BT Business has increased many call prices from 1st July 2017, standard inland calls up 1p to 26p/min with 26p set-up, or £1.04 plus VAT for three minutes that 20 years ago would have cost 10p daytime (local call), but this is the first increase this year (last year rates increased 25%). BT Business Plan call prices up 2p/min or more, Business One Plan 1p/min or more,  BT Business Essentials set-up up 1p to 3p/min but call prices remain the same.Inland mobile and international prices are similarly increased,  international mostly to rounded 5p or 10p boundaries. 

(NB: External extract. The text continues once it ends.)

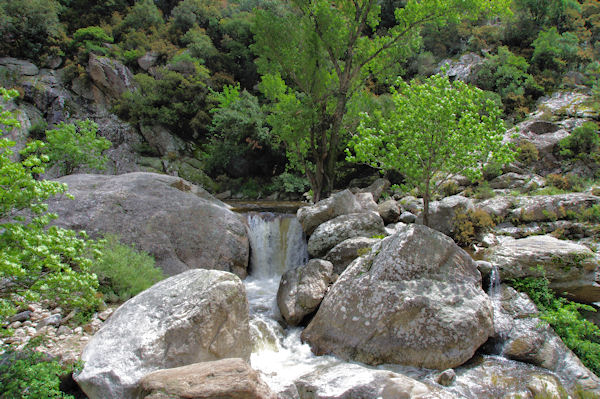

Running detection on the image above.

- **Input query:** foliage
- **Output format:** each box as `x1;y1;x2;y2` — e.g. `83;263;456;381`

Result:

Version 228 in late May 2017 adds YayYay (business and residential), and updates BT (residential), Axis Telecom (business), Everything Everywhere (residential), Hyperoptic (residential),  John Lewis Broadband (residential), Phone Co-Op (residential), PlusNet (residential), Post Office (residential), Sky Talk (residential), SSE Energy Supply (residential), TalkTalk (residential). Virgin Media (residential), Vodafone (residential), XLN Telecom (business) and Zen (residential).